Change Detection Applications in the Earth Sciences Using UAS-Based Sensing: A Review and Future Opportunities

Abstract

Over the past decade, advancements in collection platforms such as unoccupied aerial systems (UAS), survey-grade GNSS, sensor packages, processing software, and spatial analytical tools have facilitated change detection analyses at an unprecedented resolution over broader spatial and temporal extents and in environments where such investigations present challenges. These technological improvements, coupled with the accessibility and versatility of UAS technology, have pushed the boundaries of spatial and temporal scales in geomorphic change detection. As a result, the cm-scale analysis of topographic signatures can detect and quantify surface anomalies during geomorphic evolution.

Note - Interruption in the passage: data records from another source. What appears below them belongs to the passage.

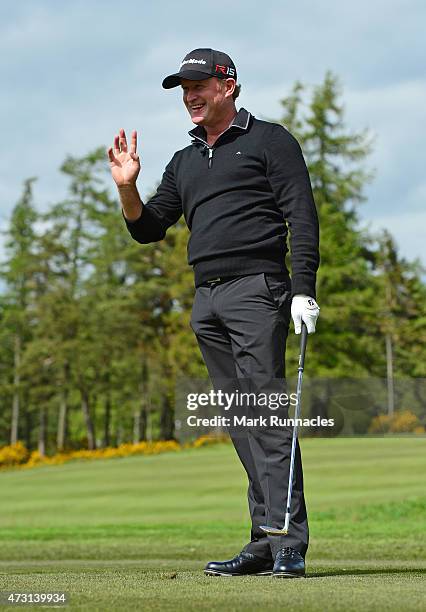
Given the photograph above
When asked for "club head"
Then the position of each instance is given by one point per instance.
(274, 530)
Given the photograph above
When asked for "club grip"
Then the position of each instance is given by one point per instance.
(303, 342)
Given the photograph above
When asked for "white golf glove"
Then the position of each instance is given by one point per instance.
(304, 308)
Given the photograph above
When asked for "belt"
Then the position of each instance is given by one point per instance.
(218, 280)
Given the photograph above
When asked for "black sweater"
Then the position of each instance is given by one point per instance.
(238, 197)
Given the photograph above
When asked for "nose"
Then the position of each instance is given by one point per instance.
(191, 96)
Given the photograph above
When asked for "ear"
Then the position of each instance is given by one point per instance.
(230, 85)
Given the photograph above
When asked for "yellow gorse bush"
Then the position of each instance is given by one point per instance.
(15, 454)
(18, 456)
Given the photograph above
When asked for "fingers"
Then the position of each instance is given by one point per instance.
(297, 320)
(133, 143)
(120, 143)
(111, 156)
(116, 145)
(123, 141)
(310, 324)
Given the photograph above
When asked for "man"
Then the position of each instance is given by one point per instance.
(239, 184)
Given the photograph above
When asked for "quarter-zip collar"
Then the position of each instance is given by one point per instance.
(241, 121)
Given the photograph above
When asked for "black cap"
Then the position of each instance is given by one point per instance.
(202, 64)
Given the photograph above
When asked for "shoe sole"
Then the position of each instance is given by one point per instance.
(287, 575)
(217, 573)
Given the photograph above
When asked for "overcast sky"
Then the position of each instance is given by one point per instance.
(73, 72)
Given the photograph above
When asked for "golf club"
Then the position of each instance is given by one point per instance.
(284, 530)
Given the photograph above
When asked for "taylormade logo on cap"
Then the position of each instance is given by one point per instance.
(192, 61)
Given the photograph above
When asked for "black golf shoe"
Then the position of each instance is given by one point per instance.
(244, 564)
(289, 564)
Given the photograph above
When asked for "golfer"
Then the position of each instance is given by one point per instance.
(241, 185)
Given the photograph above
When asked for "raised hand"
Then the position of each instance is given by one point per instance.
(124, 164)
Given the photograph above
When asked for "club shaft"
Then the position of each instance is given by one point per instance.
(296, 417)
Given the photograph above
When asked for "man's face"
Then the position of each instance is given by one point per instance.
(205, 100)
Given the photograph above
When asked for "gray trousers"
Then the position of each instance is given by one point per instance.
(241, 325)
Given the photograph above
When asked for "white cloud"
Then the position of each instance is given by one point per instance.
(75, 72)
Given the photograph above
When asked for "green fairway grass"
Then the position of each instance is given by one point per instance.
(135, 533)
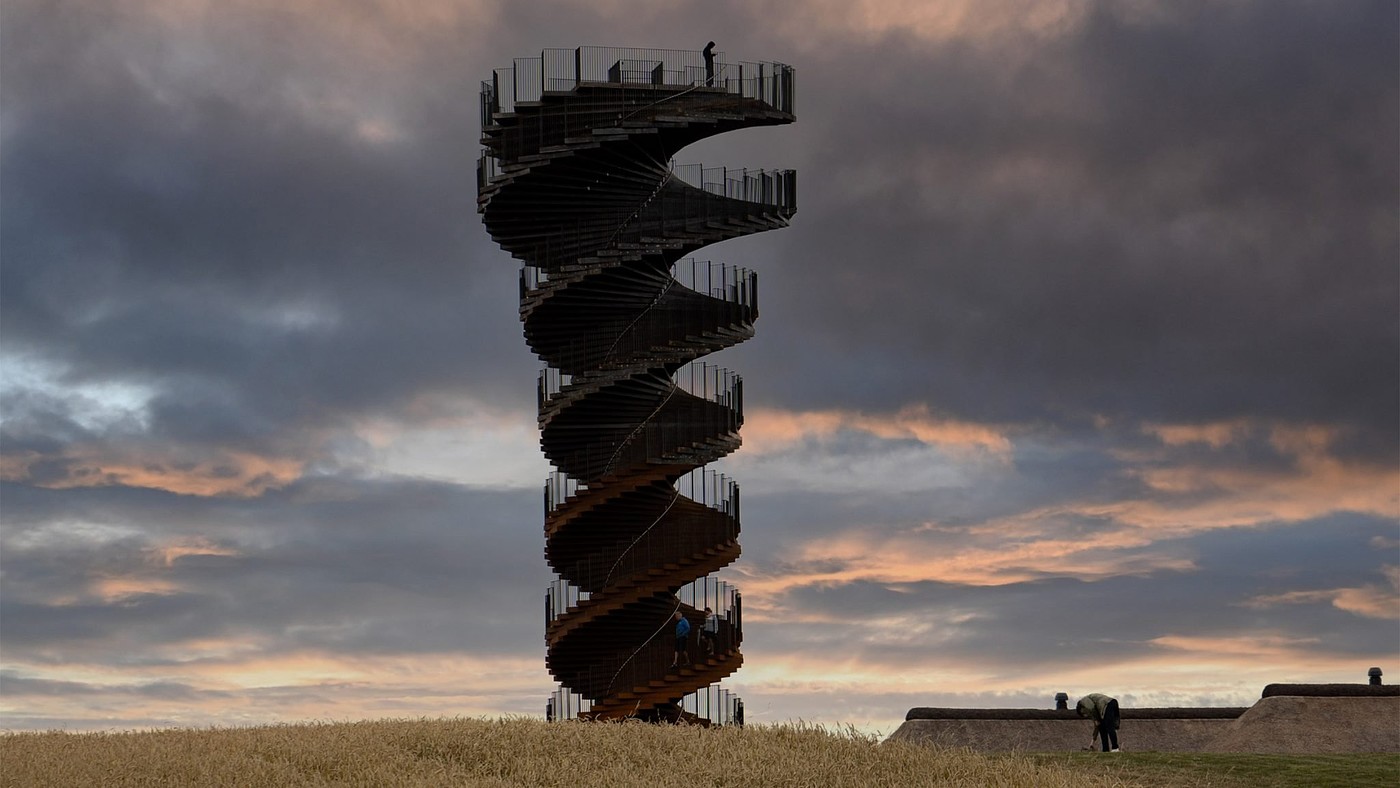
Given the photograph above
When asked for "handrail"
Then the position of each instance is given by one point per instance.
(623, 554)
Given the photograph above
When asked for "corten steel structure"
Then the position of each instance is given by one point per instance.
(577, 182)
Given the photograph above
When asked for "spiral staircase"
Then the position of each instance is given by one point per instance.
(577, 182)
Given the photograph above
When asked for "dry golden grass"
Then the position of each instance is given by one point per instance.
(508, 752)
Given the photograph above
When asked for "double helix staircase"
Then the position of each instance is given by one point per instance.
(577, 182)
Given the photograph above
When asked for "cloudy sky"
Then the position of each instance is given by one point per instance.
(1077, 371)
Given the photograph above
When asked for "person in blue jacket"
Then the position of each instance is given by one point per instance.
(682, 637)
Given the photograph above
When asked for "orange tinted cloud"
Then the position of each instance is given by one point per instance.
(1369, 601)
(770, 430)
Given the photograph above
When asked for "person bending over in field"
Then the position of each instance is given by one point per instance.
(1103, 710)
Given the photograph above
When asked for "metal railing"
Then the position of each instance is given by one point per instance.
(699, 378)
(770, 188)
(559, 70)
(653, 658)
(707, 487)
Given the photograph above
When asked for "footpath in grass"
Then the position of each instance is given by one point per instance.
(1236, 770)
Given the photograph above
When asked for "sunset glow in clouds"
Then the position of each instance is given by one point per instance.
(1075, 373)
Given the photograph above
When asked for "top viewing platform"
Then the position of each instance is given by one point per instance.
(560, 72)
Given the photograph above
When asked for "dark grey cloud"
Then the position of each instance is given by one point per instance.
(255, 259)
(1187, 219)
(352, 566)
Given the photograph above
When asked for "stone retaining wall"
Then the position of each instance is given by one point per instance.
(1337, 718)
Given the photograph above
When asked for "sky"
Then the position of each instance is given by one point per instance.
(1078, 368)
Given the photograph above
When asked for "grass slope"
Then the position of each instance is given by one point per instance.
(527, 752)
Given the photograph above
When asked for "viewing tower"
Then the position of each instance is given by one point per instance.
(577, 182)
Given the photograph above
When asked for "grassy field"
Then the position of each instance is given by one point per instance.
(527, 752)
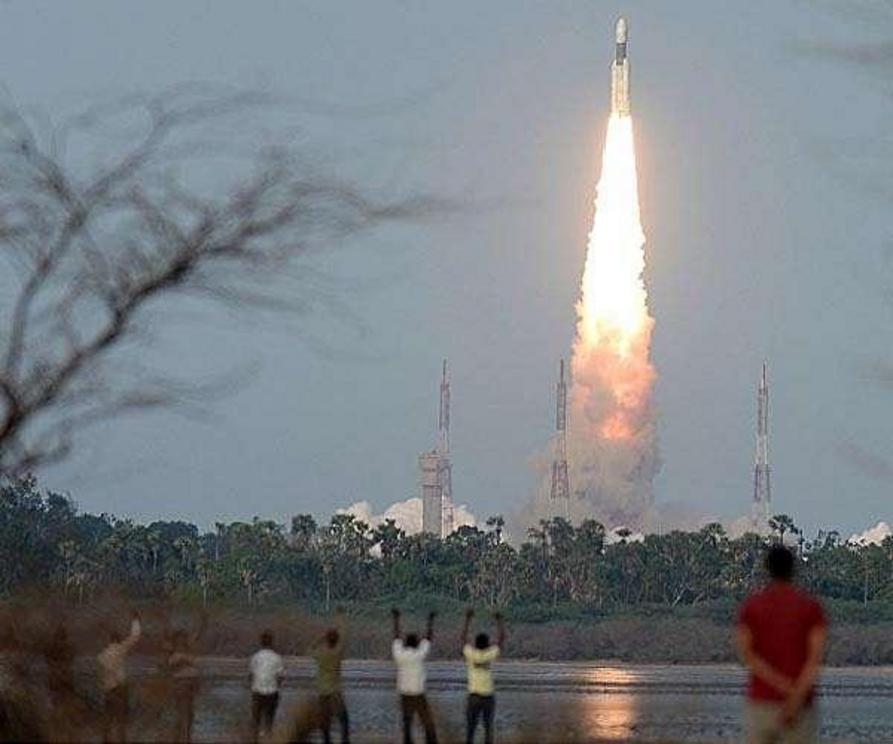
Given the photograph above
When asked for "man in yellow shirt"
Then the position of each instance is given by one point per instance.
(478, 659)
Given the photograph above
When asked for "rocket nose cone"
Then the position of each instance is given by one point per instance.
(621, 30)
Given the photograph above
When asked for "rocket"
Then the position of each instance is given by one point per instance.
(620, 71)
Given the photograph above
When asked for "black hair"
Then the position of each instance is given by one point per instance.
(780, 563)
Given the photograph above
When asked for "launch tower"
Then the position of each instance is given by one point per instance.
(560, 493)
(436, 472)
(762, 494)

This review focuses on the use of UAS photogrammetry for fine spatial (cm) and temporal (hours to days) scale geomorphic analyses, and it highlights analytical approaches to detect and quantify surface processes that were previously elusive. The review provides insight into topographic change characterization with precise spatial validations applied to landscape processes in various fields, such as the cryosphere and geosphere, as well as anthropogenic earth processes and national security applications. This work sheds light on previously unexplored aspects of both natural and human-engineered environments, demonstrating the potential of UAS observations in change detection. Our discussion examines the emerging horizons of UAS-based change detection, including machine learning and LIDAR systems. In addition, our meta-analysis of spatial and temporal UAS-based observations highlights the new fine-scale niche of UAS-photogrammetry. This scale advancement sets a new frontier in change detection, offering exciting possibilities for the future of land surface analysis and environmental monitoring in the field of Earth Science.